Por Stéphane Geneste

Cuatro astronautas a más de 400.000 kilómetros de la Tierra, dando vueltas alrededor de la Luna y su cara oculta: la imagen ya pasó a la historia. La misión Artemis II es un éxito tecnológico, científico y político. Sobre todo, marca el gran regreso de Estados Unidos a la exploración tripulada de largo alcance, más de cincuenta años después de las misiones Apolo. Un éxito inmediatamente elogiado por Donald Trump. Y, sin embargo, al mismo tiempo, la Casa Blanca propone una reducción drástica del presupuesto de la NASA.

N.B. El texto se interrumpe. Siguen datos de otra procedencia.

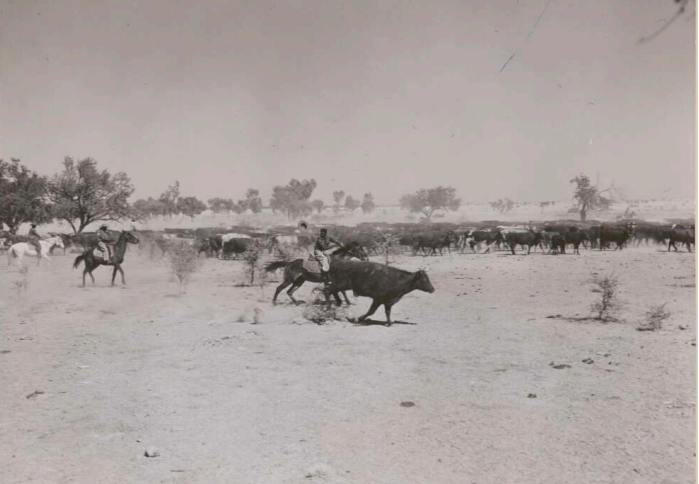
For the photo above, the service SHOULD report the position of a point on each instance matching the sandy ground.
(223, 400)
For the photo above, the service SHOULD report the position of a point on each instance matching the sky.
(364, 96)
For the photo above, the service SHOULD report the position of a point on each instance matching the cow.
(618, 235)
(529, 238)
(383, 284)
(475, 237)
(235, 247)
(682, 235)
(575, 237)
(435, 241)
(557, 242)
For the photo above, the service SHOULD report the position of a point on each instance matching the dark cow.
(556, 241)
(235, 247)
(618, 235)
(435, 241)
(576, 238)
(385, 285)
(681, 235)
(475, 237)
(529, 239)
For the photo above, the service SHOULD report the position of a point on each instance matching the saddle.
(97, 254)
(312, 265)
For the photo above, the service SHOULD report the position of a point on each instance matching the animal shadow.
(373, 322)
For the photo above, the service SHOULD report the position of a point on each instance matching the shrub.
(609, 304)
(655, 315)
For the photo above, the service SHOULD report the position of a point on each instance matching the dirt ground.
(463, 389)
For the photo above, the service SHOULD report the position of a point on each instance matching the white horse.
(20, 249)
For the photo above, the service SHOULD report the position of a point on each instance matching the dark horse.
(295, 275)
(92, 261)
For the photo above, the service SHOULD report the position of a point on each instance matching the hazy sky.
(379, 96)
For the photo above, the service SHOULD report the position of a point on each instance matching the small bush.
(387, 246)
(655, 315)
(184, 262)
(609, 304)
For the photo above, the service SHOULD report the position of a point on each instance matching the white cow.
(20, 249)
(232, 235)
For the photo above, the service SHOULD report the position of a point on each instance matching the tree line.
(81, 194)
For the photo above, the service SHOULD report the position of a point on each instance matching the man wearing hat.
(323, 243)
(34, 239)
(105, 242)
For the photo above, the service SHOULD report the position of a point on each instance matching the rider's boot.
(325, 277)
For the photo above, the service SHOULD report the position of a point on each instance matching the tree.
(351, 204)
(368, 204)
(190, 206)
(338, 197)
(22, 196)
(427, 201)
(589, 197)
(169, 199)
(219, 205)
(318, 204)
(254, 202)
(292, 198)
(82, 194)
(145, 209)
(503, 206)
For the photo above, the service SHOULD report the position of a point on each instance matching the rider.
(323, 243)
(105, 242)
(34, 239)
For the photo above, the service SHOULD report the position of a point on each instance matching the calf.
(235, 247)
(529, 239)
(385, 285)
(683, 236)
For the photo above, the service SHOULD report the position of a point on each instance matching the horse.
(93, 261)
(20, 249)
(295, 274)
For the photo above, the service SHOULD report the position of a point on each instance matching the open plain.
(496, 377)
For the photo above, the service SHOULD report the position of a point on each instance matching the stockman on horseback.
(34, 239)
(323, 243)
(105, 243)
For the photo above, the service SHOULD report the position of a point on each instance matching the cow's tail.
(275, 265)
(78, 260)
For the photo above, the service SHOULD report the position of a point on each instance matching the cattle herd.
(418, 239)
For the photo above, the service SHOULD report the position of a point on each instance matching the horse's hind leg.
(297, 283)
(280, 288)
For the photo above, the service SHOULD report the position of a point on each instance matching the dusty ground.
(288, 401)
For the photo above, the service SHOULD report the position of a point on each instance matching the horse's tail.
(276, 265)
(78, 260)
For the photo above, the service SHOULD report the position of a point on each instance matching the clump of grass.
(22, 285)
(319, 312)
(184, 262)
(655, 315)
(608, 304)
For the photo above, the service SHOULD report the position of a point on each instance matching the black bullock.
(529, 239)
(385, 285)
(618, 235)
(681, 235)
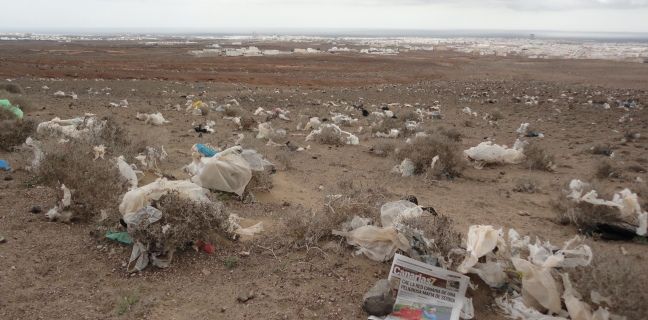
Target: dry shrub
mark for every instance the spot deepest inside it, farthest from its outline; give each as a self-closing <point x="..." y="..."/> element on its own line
<point x="233" y="111"/>
<point x="423" y="149"/>
<point x="538" y="158"/>
<point x="308" y="228"/>
<point x="606" y="169"/>
<point x="187" y="221"/>
<point x="96" y="185"/>
<point x="248" y="122"/>
<point x="383" y="148"/>
<point x="387" y="124"/>
<point x="526" y="185"/>
<point x="11" y="87"/>
<point x="621" y="277"/>
<point x="14" y="132"/>
<point x="452" y="134"/>
<point x="261" y="181"/>
<point x="439" y="229"/>
<point x="409" y="115"/>
<point x="329" y="136"/>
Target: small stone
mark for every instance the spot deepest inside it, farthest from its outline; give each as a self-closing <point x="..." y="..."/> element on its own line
<point x="379" y="300"/>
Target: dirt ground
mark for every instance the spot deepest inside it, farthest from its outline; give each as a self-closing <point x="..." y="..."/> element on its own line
<point x="65" y="271"/>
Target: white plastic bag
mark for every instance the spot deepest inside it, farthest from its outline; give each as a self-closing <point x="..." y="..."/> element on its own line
<point x="395" y="212"/>
<point x="228" y="173"/>
<point x="481" y="240"/>
<point x="487" y="152"/>
<point x="378" y="244"/>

La paradoja es sorprendente. El presupuesto actual de la NASA es de 24.400 millones de dólares. El proyecto de presupuesto para 2027 prevé reducirlo a 18.800 millones, lo que supone una caída del 23%. Una reducción importante, pero que hay que matizar, ya que no todas las partidas presupuestarias se verán afectadas de la misma manera. El programa Artemisa se conserva e incluso se fortalece. El objetivo es claro: permitir que los astronautas regresen a la Luna en 2028.

Cortes selectivos

En realidad, no se trata de recortar en todas partes, sino de tomar decisiones estratégicas. Y estas decisiones afectan principalmente a los programas científicos. Casi la mitad del presupuesto dedicado a la ciencia está amenazado: astrofísica, estudio del Sol, exploración robótica del sistema solar o incluso determinadas misiones climáticas.

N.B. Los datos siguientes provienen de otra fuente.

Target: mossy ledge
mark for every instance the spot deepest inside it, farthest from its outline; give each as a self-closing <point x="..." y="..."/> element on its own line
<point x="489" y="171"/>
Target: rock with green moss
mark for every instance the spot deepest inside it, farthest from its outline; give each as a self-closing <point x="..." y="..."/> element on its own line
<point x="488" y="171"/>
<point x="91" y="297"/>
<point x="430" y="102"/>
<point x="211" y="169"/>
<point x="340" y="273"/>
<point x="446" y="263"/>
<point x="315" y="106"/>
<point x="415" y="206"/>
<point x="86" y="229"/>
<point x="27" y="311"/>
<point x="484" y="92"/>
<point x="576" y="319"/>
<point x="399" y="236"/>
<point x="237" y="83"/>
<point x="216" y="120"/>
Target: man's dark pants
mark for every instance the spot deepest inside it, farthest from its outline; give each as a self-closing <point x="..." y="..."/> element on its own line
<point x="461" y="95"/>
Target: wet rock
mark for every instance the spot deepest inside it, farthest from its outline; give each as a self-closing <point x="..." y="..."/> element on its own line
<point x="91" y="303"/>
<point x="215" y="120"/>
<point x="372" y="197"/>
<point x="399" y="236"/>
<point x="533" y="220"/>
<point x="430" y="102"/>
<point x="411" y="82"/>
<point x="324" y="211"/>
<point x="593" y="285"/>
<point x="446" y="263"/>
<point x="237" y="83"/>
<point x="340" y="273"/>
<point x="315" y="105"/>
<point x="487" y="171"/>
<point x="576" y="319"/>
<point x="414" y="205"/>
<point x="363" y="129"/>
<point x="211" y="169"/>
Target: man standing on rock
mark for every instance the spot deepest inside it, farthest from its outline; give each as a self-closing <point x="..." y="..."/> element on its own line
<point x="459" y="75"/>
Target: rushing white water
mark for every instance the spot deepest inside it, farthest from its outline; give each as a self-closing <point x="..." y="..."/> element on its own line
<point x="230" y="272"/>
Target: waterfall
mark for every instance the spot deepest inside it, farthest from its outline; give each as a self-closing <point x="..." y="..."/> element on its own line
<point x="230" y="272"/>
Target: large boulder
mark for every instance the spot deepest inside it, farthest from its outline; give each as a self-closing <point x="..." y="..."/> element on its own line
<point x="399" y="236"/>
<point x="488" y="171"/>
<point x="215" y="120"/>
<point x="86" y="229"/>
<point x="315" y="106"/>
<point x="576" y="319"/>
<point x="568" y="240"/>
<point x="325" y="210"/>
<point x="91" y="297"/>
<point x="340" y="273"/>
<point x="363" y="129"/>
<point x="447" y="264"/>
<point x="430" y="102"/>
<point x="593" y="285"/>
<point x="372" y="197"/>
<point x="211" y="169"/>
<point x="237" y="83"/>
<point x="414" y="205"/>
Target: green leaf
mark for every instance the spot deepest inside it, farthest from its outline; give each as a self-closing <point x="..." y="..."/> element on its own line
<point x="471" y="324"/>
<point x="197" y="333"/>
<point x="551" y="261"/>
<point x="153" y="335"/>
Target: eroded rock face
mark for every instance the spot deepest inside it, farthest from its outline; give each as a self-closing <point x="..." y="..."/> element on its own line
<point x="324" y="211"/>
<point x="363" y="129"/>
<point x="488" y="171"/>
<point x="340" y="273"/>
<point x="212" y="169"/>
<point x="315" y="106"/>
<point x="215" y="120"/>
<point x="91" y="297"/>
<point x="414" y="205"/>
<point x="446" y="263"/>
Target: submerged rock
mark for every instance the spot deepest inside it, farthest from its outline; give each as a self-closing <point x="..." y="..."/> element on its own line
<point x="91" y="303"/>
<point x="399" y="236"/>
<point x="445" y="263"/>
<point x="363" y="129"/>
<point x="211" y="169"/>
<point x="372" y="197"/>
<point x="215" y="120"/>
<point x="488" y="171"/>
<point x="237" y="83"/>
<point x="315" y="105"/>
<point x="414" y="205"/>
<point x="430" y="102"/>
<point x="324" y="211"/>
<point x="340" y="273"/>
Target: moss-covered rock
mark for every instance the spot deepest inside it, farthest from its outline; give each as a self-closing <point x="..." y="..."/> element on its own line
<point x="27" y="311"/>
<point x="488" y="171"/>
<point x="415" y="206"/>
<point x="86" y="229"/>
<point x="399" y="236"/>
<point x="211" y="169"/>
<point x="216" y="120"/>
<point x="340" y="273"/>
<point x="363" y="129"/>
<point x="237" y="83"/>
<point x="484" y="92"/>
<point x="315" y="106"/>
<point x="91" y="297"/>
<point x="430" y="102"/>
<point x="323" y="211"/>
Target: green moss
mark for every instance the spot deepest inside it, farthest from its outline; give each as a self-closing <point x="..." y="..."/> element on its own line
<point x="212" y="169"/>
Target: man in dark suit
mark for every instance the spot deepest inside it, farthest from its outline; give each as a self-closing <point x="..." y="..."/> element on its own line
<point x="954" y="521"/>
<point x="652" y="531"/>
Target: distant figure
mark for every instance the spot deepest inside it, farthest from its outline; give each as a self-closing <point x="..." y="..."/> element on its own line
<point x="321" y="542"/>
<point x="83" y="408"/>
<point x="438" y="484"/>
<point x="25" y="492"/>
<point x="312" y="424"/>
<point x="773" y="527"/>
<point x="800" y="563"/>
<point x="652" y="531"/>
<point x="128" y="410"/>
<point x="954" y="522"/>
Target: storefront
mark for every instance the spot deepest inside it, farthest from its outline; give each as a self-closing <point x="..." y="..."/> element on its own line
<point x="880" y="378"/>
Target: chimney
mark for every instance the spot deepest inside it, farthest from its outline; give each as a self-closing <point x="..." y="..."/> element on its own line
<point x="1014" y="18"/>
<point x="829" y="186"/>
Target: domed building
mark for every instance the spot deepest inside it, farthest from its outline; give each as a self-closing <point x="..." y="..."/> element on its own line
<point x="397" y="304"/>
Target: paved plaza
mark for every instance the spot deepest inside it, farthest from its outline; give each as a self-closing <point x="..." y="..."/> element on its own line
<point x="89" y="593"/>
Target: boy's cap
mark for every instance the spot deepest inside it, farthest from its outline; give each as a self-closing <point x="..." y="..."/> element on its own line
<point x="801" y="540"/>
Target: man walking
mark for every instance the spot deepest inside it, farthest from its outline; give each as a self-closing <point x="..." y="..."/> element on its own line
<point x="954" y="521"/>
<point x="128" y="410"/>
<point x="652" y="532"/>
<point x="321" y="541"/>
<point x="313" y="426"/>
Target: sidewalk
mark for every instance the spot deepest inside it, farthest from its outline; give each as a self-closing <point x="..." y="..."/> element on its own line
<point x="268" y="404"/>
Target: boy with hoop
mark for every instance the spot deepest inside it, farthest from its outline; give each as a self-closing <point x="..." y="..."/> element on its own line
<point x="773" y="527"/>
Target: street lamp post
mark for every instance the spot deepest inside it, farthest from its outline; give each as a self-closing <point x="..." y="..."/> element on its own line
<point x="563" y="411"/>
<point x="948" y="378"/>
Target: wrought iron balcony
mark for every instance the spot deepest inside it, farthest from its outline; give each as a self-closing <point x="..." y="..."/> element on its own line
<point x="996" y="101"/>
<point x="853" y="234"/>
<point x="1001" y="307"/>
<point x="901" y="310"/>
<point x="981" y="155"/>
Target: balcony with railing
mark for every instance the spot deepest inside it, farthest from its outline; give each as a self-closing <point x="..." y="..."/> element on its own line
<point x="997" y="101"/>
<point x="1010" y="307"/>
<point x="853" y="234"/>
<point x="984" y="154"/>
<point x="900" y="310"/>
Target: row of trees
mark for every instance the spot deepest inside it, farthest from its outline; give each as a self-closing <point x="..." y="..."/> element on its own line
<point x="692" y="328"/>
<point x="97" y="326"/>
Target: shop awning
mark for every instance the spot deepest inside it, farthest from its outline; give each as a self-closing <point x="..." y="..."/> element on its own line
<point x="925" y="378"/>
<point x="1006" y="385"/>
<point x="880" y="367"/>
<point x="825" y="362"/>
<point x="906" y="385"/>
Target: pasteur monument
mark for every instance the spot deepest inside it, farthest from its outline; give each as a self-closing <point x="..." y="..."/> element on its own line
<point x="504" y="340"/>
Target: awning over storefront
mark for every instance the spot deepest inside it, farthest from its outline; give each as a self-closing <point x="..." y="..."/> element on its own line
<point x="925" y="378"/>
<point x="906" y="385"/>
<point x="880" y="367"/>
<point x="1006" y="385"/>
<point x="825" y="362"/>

Son zonas menos visibles, pero imprescindibles, ya que son las que preparan grandes misiones tripuladas. Sin ellos, no habría misión Artemis II. Reducir esta financiación equivale a querer construir un cohete sin invertir en los motores. Estados Unidos busca transformar su modelo espacial: la idea es pasar de una agencia pública centralizada a un ecosistema donde el sector privado juegue un papel fundamental.

Menos gobierno, más sector privado: una apuesta arriesgada para el futuro del espacio

Esta evolución ya es visible con el ascenso de SpaceX y Boeing. El objetivo es hacer más con menos dinero público, transfiriendo al mismo tiempo parte del riesgo financiero a empresas privadas. Pero la paradoja persiste.

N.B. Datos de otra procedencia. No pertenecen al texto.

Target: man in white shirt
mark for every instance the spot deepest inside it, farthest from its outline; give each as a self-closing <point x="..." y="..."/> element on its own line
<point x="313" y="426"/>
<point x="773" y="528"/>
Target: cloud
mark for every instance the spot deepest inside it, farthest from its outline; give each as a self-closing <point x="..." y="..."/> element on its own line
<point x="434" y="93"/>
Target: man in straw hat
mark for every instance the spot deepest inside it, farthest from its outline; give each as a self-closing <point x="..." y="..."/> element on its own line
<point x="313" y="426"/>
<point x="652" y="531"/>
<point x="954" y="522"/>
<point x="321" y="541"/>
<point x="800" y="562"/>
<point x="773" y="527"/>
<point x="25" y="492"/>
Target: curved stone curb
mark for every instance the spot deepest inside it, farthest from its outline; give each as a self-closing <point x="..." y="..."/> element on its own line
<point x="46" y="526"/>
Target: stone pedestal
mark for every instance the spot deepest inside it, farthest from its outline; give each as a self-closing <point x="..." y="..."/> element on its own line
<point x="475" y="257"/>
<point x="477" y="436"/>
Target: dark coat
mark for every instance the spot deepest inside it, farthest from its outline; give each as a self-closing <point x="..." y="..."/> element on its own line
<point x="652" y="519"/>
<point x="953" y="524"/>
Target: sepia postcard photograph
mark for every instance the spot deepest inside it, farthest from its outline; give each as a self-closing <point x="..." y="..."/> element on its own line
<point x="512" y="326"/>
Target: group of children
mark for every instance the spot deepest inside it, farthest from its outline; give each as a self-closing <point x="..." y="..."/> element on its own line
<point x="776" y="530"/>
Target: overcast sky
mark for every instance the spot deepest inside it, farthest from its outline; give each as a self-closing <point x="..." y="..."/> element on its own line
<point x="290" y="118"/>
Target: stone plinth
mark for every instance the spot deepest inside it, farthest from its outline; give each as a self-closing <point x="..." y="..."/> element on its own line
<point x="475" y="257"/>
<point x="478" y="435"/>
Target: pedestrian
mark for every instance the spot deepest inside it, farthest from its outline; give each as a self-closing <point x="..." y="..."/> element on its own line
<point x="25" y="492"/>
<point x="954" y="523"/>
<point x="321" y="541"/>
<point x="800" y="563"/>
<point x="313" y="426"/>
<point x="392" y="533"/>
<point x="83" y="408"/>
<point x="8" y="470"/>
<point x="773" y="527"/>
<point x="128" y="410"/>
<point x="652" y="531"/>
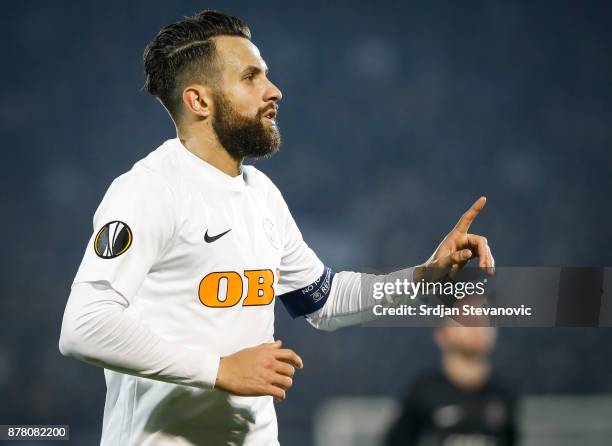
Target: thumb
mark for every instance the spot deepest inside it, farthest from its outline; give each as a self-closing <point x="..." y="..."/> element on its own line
<point x="456" y="258"/>
<point x="276" y="344"/>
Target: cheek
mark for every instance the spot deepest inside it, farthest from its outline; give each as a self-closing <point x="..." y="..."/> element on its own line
<point x="246" y="100"/>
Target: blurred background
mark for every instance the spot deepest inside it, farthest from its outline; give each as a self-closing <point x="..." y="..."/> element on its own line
<point x="395" y="117"/>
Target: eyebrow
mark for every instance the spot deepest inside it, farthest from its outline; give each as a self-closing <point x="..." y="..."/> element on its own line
<point x="254" y="69"/>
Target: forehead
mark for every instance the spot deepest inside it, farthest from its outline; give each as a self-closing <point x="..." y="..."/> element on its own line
<point x="237" y="53"/>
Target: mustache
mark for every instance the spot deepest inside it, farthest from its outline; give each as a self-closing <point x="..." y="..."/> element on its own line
<point x="267" y="109"/>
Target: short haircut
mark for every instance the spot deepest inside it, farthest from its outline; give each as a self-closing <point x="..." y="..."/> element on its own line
<point x="184" y="52"/>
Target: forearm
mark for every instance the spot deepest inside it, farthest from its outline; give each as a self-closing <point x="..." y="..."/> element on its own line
<point x="351" y="299"/>
<point x="97" y="329"/>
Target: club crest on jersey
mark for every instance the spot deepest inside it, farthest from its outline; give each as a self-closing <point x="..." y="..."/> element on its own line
<point x="270" y="231"/>
<point x="113" y="240"/>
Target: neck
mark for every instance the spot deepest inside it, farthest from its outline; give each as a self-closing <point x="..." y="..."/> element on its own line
<point x="207" y="147"/>
<point x="466" y="372"/>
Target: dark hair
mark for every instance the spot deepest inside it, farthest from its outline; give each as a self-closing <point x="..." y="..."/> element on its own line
<point x="184" y="52"/>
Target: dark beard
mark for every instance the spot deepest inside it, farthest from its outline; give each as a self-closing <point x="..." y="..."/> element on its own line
<point x="241" y="136"/>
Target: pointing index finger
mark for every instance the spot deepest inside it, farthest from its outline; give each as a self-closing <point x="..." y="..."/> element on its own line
<point x="466" y="219"/>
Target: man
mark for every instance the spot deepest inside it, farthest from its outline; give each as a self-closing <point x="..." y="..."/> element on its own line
<point x="174" y="296"/>
<point x="463" y="403"/>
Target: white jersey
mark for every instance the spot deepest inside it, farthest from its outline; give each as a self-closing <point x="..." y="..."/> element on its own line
<point x="199" y="256"/>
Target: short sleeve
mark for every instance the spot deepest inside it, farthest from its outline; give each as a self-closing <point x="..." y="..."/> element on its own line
<point x="132" y="226"/>
<point x="300" y="266"/>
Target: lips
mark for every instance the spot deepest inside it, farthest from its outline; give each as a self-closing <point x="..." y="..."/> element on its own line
<point x="270" y="114"/>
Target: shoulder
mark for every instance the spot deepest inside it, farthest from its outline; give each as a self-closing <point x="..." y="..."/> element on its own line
<point x="151" y="179"/>
<point x="257" y="179"/>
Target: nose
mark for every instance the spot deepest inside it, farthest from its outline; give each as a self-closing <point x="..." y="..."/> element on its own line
<point x="272" y="92"/>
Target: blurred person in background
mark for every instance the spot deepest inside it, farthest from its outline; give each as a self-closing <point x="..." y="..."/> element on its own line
<point x="462" y="403"/>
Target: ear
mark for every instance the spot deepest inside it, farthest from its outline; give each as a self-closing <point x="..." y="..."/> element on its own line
<point x="197" y="99"/>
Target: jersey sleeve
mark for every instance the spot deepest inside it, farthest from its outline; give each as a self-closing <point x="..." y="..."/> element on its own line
<point x="300" y="266"/>
<point x="132" y="226"/>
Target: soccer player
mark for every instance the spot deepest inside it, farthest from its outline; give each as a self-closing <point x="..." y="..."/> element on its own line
<point x="174" y="296"/>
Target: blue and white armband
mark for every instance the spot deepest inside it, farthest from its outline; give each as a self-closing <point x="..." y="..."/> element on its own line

Washington quiere volver a la luna reduciendo su gasto directo. Sin embargo, la exploración espacial es una inversión a largo plazo que genera grandes innovaciones: satélites, GPS, nuevos materiales o incluso avances médicos. En un contexto de creciente competencia, especialmente con China, esta estrategia plantea interrogantes. Especialmente cuando este presupuesto no es definitivo; El Congreso tendrá que decidir, tal como lo hizo el año pasado, cuando se rechazaron recortes similares.

Porque fuera del espacio, la NASA también representa un gran interés económico para Estados Unidos, con empleos, centros de investigación y contratos repartidos por toda la zona.